Publié le 28 septembre 2025 à 06h07. Une divergence de vues sur la réglementation des banques d’importance systémique émerge au sein du PLR, opposant son président, Thierry Burkart, à la ministre des Finances, Karin Keller-Sutter, alors qu’UBS menace de délocaliser son siège aux États-Unis.
- Le président du PLR, Thierry Burkart, plaide pour un compromis sur les exigences de fonds propres pour UBS, moins strict que ce que propose la ministre des Finances.
- UBS pourrait être contrainte de mobiliser jusqu’à 24 milliards de dollars (environ 22,5 milliards de francs suisses) pour satisfaire aux exigences actuelles, ce qui a suscité des discussions sur un éventuel transfert de son siège aux États-Unis.
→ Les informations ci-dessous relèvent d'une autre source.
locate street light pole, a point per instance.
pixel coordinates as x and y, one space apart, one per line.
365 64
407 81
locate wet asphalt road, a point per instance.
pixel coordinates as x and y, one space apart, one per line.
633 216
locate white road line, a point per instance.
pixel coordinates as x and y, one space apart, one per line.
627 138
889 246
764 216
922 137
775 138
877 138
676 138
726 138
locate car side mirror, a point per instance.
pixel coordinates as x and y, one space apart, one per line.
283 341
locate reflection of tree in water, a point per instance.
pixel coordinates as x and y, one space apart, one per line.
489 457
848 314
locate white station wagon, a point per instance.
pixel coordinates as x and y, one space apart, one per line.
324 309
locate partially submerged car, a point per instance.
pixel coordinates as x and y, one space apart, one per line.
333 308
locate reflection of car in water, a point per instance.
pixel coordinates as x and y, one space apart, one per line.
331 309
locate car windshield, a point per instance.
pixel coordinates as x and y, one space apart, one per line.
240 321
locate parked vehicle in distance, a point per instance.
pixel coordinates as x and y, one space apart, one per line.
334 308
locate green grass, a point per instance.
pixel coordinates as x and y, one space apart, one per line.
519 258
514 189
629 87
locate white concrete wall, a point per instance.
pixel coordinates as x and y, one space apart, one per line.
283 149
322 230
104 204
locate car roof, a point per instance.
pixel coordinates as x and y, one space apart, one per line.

- Des partis de centre-droit, dont le PLR et l’UDC, cherchent un terrain d’entente, tandis que la gauche pourrait lancer un référendum si un compromis est trouvé.
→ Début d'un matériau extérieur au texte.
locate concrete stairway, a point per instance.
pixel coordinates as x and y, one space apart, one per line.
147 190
La tension monte au sein du Parti libéral-radical (PLR) concernant la future réglementation des banques d’importance systémique, notamment UBS. Thierry Burkart, le président du parti, a exprimé publiquement son souhait de trouver un “compromis durable” qui tienne compte à la fois des impératifs de sécurité et de la compétitivité de l’industrie bancaire suisse. Cette position le place en désaccord avec sa collègue, la ministre des Finances Karin Keller-Sutter, qui défend une approche plus rigoureuse.
Au cœur du débat se trouve la question des fonds propres que les banques doivent détenir pour couvrir leurs activités à l’étranger. Le Conseil fédéral propose que les banques déduisent à 100 % leurs filiales étrangères de leurs fonds propres, ce qui représenterait un effort financier considérable pour UBS, estimé à environ 24 milliards de dollars (22,5 milliards de francs suisses). La banque conteste ce montant, le jugeant excessif et susceptible de nuire à sa compétitivité internationale. Des informations rapportées par les médias américains suggèrent même qu’UBS aurait envisagé de transférer son siège social aux États-Unis, une menace qui a mis en alerte les milieux politiques suisses.
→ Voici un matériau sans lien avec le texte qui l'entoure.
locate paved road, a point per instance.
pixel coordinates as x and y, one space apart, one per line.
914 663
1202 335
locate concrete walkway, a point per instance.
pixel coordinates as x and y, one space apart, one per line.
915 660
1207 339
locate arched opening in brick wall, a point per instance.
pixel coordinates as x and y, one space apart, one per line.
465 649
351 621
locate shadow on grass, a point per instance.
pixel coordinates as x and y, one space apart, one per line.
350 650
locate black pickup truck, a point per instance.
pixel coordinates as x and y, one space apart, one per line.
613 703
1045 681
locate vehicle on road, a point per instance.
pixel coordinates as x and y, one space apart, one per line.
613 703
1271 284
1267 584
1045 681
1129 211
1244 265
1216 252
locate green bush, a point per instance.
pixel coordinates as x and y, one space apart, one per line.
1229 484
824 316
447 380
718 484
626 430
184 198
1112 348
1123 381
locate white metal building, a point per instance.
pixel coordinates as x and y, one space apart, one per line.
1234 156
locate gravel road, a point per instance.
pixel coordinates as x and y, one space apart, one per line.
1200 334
Ce scénario a incité d’autres figures politiques de centre-droit à se joindre à la recherche d’un compromis. Fabio Regazzi, président de l’Association suisse des banques, a déclaré :
« Un compromis est absolument nécessaire. La confrontation entre le Conseil fédéral et UBS est préjudiciable à la Suisse. »
Fabio Regazzi, président de l’Association suisse des banques
Erich Ettlin, conseiller d’État, propose une solution alternative, suggérant qu’UBS pourrait bénéficier d’une déduction fiscale sur ses fonds propres, réduisant ainsi le montant qu’elle devrait constituer. L’UDC, par l’intermédiaire de son chef de groupe parlementaire Thomas Aeschi, envisage également de réduire les exigences de fonds propres à 10 à 15 milliards de francs suisses.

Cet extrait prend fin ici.